Baker&McKenzie prévoit un regain d’intérêt pour les entreprises nigérianes cotées vers la fin 2015

La dégringolade que connaissent les activités sur le Nigerian Stock Exchange n’est finalement pas une situation irréversible, selon des arguments apportés par des analystes de la firme de conseil basée à Londres, Baker & McKenzie qui anticipe sur un regain d’intérêt de la part des investisseurs étrangers vers la fin de l’année 2015.

La position de Baker & McKenzie s’appuie sur le fait que le recul des valeurs des entreprises cotées sur le NSE atteindra un niveau où elles seront susceptibles de présenter un profil de rendement élevé. Rappelons qu’à la suite de la baisse du prix du pétrole brut, les défis monétaires que connait notamment le pays, ont poussé de nombreux investisseurs étrangers à désinvestir jusqu’à hauteur de 4,3 milliards $ en 2014, par crainte d’une pression sur leurs rendements en dollars.

Avec la situation du prix du baril de pétrole qui ne s’arrange pas, les investisseurs affichent toujours un sentiment de scepticisme et la place financière de Lagos a perdu jusqu’à 15% depuis le début de l’année en cours. Elle affiche ainsi la pire des performances sur un panier de 93 marchés financiers de même taille. Mais un espoir vient de ce que le gouvernement fédéral fait des efforts pour accélérer la diversification de l’économie du pays.

La firme qui conseille de nombreuses entreprise ayant des intérêts sur le continent dit avoir reçu des requêtes de plusieurs entreprises sud-africaines et chinoises qui souhaiteraient investir dans l’agro-industrie, le transport, et d’autres domaines à forte demande.
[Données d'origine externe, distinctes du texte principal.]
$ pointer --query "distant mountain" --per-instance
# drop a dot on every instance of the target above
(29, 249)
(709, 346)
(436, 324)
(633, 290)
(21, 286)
Un secteur qui risque de connaitre de grandes mutations allant dans le sens de fusions ou d’acquisitions est celui des banques, qui a été fortement affecté par la conjoncture.

Si la position de Baker & McKenzie semble orientée dans le sens de préparer les entreprises à recevoir des offres les moins intéressante, il reste difficile de savoir comment les choses vont évoluer sur le moyen terme, dans un pays qui sera sorti des élections très prochainement, et où le secteur privé local reste très dynamique.